Ah — I did read it kind of quickly. I probably biased my reading comprehension by first searching for quotes by critics of Brown’s decision. (But still, it was in the second paragraph. Should have processed it a little better.)
Now my mean and nasty side is brain-storming related legislation…
How about a new law that would prohibit fertility clinics from performing artificial insemination on a woman if employees of the clinic have reason to believe the husband is a closeted homosexual?
Or how about a law that would impose a divorce on any man-woman marriage where one or both of the partners is discovered to be a closeted homosexual? (Bisexuals would get a pass.)
Both laws would probably be ruled unconstitutional on their first day in court. But I’d kind of like to see the protests against them.:-)
I don’t see how either of those laws could possibly be considered “related legislation.”
Related in the sense that they might cause certain conservatives to scream “THOSE LIBRULS ARE FORCIN’ US TO GO BACK TO BEING GAY! … Not that I’m gay, or anything. I’m talking about other people.”
So glad that someone is taking action against crazies inflicting this under the veil of ‘religion’.

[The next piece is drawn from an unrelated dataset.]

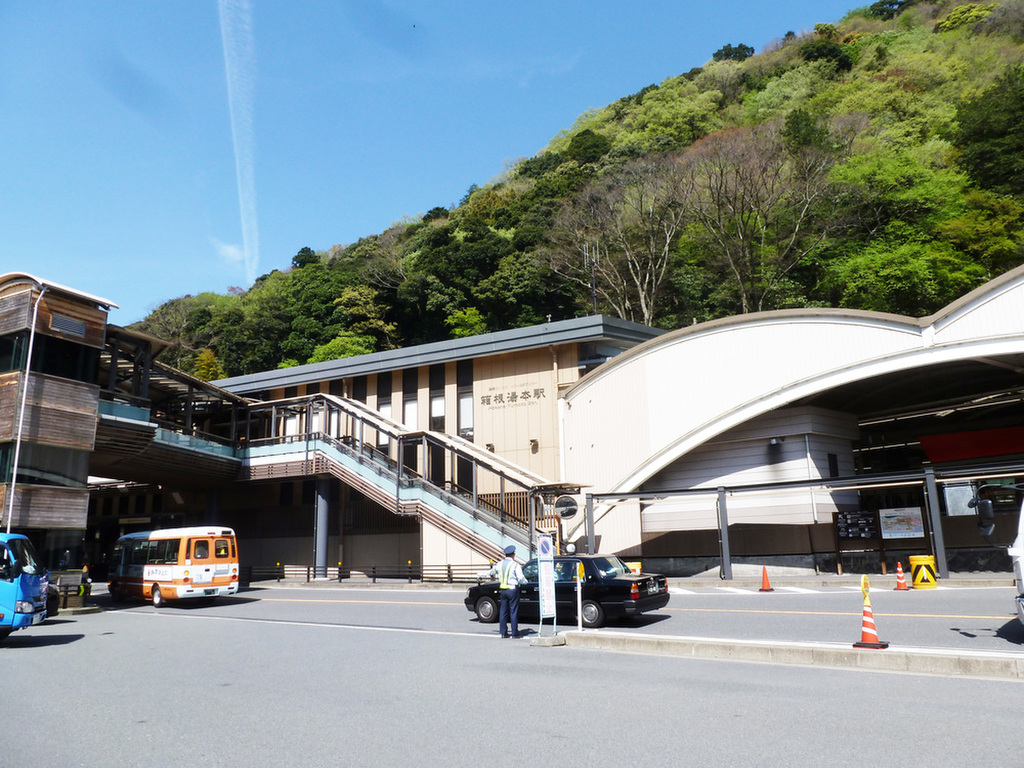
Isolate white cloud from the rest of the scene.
[212,238,246,264]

This law only stops registered therapists from using this as a “medical” practice. And that is the way it should be. Harmful practices should not be forced on minors by medical professionals. And licensed professionals who do this should be punished as in any malpractice. Religions are still free to do horrible things to minors as long as their parents want it and they do not practice it under the guise of medicine.
In short: Religion, still just as sucky as ever.

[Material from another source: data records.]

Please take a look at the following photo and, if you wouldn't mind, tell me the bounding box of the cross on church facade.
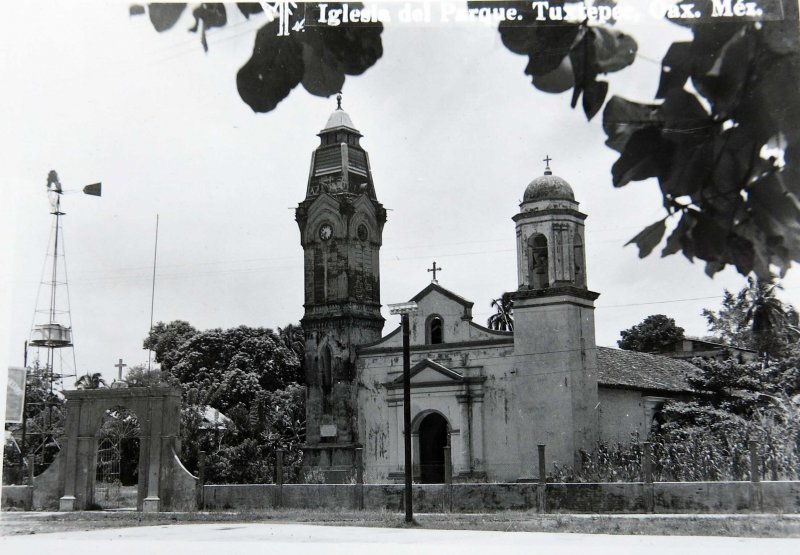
[428,260,442,283]
[114,359,128,381]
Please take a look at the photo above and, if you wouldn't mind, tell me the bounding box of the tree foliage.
[144,321,305,483]
[131,2,383,112]
[617,314,684,353]
[143,320,197,363]
[75,372,108,389]
[486,293,514,331]
[703,278,800,357]
[488,0,800,278]
[131,0,800,278]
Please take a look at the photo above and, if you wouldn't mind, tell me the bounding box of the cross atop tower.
[114,359,128,381]
[428,260,442,283]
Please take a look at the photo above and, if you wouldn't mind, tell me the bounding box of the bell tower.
[295,94,386,482]
[513,160,599,474]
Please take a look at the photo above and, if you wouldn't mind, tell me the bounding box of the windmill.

However now they can’t try and pretty it up by saying that an eminent psychiatrist is part of the program
Now they’ll never come for your uncool niece. Good one, Brown.

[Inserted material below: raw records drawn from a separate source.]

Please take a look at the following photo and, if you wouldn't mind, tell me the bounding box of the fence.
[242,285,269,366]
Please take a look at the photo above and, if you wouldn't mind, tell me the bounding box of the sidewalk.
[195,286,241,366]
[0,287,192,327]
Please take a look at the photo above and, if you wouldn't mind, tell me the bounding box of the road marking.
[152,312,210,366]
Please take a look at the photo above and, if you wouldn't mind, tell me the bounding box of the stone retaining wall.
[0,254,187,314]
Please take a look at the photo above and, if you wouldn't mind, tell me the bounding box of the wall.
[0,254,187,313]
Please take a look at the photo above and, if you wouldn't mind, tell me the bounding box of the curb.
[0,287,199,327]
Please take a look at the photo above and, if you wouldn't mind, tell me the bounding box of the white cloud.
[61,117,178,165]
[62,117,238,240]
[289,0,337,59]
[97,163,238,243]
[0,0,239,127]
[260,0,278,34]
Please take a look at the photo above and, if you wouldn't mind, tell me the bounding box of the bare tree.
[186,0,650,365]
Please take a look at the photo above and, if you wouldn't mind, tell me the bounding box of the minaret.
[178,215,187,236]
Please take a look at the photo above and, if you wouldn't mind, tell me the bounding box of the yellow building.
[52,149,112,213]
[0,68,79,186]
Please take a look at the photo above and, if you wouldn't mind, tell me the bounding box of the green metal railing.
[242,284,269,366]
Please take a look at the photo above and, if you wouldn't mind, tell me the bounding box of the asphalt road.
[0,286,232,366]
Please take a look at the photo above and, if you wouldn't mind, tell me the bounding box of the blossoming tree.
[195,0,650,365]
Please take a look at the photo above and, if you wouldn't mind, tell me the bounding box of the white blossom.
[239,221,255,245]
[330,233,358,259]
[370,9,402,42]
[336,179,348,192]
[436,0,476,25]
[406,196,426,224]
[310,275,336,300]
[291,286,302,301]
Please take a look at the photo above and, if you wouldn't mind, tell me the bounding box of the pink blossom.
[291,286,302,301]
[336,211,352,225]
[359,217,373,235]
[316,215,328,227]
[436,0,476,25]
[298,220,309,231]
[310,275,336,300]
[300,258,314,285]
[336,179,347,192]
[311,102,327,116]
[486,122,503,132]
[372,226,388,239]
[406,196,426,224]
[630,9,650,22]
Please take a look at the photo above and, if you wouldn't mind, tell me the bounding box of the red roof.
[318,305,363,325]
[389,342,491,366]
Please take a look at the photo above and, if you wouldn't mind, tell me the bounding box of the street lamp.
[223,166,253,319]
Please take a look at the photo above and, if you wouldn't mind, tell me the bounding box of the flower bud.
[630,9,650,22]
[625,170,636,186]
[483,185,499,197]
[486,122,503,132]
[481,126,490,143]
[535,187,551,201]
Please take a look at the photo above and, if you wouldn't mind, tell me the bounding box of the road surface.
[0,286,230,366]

Somewhere, in my mind and yours at least, Mr Alan Turing is smiling today.
I hope they don’t also ban so-called cures for homeopathy. Or for anything else beginning with hom.
I was cured of homeopathy by using just the tiniest bit of it!
If they ban it, without banning its its cure, it will become more powerful than we can possibly imagine.
I want this to hold up in court but I’m worried it won’t. Let’s put the religious and psychological abuse aside for a second. Technically, there’s a lot of unproven quackery out there that may or not be harmful. Homeopathy in nearly all forms comes to mind. Home birth is another very controversial health practice with fuzzy data to support it. Heck, the research on transgendered children and teens is scant, and a few of the most cited studies turned out to be bunk. I would hate for such kids not to ger treatment, though. I will have to read the law more carefully since the article wasn’t very clear. If California is specifying that this reparative therapy woo is NOT supported by established medicine and therapists may not present themselves as such, thunderbirds go. I also support banning minors from participating, as there are many treatments, medical or woo, for which children do not qualify. If they are banning it based on it being woo alone, then a lot of other things qualify for banning as well. As a result, this would be thrown out of court. I hope the law is written in an airtight way that makes it repeal-proof.
I want this to hold up in court but I’m worried it won’t. Let’s put the religious and psychological abuse aside for a second.
The abuse aspect is exactly what makes this different from other forms of quackery. It’s not just that research doesn’t support this kind of “therapy,” it’s that research indicates that it is a dangerous and psychologically damaging practice to force on children.